Reorient the receiving antenna. Relocate the unit with respect to the receiver. Plug the unit into a different outlet so that the unit and receiver are on different branch circuits. Ensure that mounting screws and connector attachment screws are tightly secured. Ensure that good quality, shielded, and grounded cables are used for all data communications. If necessary, the user should consult the dealer or an experienced radio/television technician for additional suggestions. The following booklets prepared by the Federal Communications Commission (FCC) may also prove helpful:

How to Identify and Resolve Radio-TV Interference Problems (Stock No. 004-000-000345-4) Interface Handbook (Stock No. 004-000-004505-7) These booklets may be purchased from the Superintendent of Documents, U.S. Government Printing Office, Washington, DC 20402.

13.2 Limited Warranty

Technologic Systems warrants this product to be free of defects in material and workmanship for a period of one year from date of purchase. During this warranty period Technologic Systems will repair or replace the defective unit in accordance with the following process:

A copy of the original invoice must be included when returning the defective unit to Technologic Systems, Inc. This limited warranty does not cover damages resulting from lightning or other power surges, misuse, abuse, abnormal conditions of operation, or attempts to alter or modify the function of the product.
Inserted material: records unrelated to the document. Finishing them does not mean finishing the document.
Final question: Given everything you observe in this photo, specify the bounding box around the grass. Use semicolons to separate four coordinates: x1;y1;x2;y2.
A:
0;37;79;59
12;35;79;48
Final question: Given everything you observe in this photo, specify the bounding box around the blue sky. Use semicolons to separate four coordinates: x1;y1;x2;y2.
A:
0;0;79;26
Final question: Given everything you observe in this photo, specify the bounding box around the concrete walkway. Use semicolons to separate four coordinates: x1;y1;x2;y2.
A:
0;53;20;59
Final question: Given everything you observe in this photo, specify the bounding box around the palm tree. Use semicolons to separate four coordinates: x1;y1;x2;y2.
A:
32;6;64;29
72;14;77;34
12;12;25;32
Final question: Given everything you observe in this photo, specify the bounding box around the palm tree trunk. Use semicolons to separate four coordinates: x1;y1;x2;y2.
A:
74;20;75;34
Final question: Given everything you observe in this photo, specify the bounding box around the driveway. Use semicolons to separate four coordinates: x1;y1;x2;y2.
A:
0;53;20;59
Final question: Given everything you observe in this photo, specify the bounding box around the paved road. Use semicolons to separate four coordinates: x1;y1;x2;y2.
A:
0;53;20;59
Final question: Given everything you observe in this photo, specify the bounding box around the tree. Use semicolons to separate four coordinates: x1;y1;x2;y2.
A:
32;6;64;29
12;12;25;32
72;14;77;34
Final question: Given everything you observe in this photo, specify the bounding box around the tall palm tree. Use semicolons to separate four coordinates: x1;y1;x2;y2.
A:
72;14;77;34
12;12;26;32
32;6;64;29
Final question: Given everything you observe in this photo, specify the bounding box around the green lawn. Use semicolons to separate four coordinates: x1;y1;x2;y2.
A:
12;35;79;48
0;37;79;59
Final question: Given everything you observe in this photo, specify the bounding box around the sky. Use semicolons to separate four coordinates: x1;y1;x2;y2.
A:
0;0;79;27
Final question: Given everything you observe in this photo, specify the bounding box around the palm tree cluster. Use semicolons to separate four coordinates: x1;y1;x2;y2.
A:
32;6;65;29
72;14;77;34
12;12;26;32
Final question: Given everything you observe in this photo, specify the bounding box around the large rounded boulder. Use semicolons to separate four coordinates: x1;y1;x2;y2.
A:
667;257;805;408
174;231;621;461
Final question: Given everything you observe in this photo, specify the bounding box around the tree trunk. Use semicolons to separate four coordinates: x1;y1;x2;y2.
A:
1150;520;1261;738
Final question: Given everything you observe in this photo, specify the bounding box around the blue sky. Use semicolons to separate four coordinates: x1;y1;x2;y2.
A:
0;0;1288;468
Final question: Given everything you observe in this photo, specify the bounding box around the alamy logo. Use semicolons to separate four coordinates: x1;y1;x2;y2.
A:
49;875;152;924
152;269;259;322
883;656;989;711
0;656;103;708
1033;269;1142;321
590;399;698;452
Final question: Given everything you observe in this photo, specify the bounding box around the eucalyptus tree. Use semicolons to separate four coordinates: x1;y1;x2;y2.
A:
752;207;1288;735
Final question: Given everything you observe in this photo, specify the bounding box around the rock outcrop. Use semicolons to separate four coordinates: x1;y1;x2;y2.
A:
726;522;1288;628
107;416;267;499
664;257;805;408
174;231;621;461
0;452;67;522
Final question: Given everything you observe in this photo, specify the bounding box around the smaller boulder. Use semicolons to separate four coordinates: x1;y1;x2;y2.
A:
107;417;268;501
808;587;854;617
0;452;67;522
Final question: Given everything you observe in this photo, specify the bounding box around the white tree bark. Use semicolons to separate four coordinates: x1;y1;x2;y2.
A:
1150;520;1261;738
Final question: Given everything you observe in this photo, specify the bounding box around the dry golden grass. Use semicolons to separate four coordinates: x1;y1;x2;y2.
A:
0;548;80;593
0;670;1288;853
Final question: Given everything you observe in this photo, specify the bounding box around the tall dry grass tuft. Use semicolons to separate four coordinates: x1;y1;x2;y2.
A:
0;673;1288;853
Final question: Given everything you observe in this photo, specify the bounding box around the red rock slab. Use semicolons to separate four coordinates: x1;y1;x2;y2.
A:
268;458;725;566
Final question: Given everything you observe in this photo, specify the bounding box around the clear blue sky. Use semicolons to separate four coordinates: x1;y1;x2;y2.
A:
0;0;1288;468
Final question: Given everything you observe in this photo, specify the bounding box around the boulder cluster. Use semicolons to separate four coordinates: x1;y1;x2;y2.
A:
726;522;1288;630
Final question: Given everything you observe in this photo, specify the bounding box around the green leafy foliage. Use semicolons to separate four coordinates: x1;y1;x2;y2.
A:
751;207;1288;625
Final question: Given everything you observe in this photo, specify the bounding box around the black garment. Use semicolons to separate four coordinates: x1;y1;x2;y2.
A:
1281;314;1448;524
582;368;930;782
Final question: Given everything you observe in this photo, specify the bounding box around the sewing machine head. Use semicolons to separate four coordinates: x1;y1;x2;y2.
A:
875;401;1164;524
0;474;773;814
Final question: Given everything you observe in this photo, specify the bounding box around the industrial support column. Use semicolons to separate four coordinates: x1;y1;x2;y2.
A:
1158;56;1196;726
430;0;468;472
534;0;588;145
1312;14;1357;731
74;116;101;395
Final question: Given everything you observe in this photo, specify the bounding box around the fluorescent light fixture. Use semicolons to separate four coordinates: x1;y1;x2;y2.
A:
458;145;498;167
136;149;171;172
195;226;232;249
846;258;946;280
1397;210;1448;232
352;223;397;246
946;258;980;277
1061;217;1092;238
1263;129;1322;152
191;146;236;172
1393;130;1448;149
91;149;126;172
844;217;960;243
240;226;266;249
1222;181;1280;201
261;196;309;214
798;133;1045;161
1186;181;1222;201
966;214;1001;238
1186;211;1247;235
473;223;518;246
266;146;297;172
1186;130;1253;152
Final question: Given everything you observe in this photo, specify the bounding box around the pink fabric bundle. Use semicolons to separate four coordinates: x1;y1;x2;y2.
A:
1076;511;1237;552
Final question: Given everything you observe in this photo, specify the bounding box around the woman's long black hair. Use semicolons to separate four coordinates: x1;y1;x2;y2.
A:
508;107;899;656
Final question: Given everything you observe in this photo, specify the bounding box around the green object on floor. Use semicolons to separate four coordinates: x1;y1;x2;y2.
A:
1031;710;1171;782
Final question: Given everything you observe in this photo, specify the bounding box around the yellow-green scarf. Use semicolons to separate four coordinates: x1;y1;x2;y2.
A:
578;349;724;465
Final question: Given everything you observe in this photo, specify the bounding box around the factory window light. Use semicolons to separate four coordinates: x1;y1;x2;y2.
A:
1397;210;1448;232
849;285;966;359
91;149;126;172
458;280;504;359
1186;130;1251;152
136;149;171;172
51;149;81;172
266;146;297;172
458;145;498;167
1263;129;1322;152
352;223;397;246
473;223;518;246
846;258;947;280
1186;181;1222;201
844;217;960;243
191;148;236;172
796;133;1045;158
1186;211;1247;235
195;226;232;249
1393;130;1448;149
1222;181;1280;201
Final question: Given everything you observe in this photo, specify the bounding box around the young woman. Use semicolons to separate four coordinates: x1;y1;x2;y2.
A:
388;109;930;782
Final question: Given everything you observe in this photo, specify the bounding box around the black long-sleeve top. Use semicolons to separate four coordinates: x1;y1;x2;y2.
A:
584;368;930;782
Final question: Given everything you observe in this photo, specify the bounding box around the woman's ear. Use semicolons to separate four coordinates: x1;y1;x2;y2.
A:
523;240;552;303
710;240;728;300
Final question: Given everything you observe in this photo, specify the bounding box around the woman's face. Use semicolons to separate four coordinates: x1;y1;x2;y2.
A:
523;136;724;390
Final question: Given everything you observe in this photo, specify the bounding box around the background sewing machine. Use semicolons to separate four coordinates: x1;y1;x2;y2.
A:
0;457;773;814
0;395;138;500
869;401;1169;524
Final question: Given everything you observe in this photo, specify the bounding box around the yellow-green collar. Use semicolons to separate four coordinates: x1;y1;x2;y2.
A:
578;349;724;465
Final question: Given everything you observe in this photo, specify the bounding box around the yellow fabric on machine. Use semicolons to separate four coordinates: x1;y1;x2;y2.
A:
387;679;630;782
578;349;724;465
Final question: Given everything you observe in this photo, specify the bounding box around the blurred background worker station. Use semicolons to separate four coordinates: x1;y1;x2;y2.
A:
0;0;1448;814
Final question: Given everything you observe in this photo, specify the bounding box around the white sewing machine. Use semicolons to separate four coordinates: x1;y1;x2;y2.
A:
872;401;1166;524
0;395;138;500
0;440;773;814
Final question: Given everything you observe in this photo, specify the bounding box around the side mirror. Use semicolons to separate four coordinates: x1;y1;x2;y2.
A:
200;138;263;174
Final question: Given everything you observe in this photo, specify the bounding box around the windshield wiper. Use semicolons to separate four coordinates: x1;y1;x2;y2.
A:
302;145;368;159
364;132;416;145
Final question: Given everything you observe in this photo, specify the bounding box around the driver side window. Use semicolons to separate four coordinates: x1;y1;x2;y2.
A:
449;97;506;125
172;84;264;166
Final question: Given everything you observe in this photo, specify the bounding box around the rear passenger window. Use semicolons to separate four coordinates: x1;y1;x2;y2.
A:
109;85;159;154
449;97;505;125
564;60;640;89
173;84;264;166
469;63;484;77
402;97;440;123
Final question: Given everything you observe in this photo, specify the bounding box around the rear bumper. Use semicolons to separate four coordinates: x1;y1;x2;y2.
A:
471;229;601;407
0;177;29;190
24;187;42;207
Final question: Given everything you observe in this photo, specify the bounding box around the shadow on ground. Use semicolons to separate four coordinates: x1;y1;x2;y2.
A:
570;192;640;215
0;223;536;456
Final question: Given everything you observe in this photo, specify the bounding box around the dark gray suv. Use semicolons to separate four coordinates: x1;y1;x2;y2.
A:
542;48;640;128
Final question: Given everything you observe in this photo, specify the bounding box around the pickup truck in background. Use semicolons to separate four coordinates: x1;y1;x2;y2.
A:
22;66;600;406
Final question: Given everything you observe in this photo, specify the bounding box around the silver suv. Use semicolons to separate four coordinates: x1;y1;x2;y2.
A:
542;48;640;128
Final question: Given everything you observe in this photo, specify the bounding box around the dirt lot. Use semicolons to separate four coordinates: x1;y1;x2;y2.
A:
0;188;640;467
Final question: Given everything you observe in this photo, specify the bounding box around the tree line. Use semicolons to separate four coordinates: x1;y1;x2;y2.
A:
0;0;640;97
This warranty is limited to the repair or replacement of the defective unit. In no event shall Technologic Systems be liable or responsible for any loss or damages, including but not limited to any lost profits, incidental or consequential damages, loss of business, or anticipatory profits arising from the use or inability to use this product.

Repairs made after the expiration of the warranty period are subject to a repair charge and the cost of return shipping. Please, contact Technologic Systems to arrange for any repair service and to obtain repair charge information.

WARNING: Writing ANY of the CPU's One-Time Programmable registers will immediately void ALL of our return policies and replacement warranties. This includes but is not limited to: the 45-day full money back evaluation period; any returns outside of the 45-day evaluation period; warranty returns within the 1 year warranty period that would require SBC replacement. Our 1 year limited warranty still applies, however it is at our discretion to decide if the SBC can be repaired, no warranty replacements will be provided if the OTP registers have been written.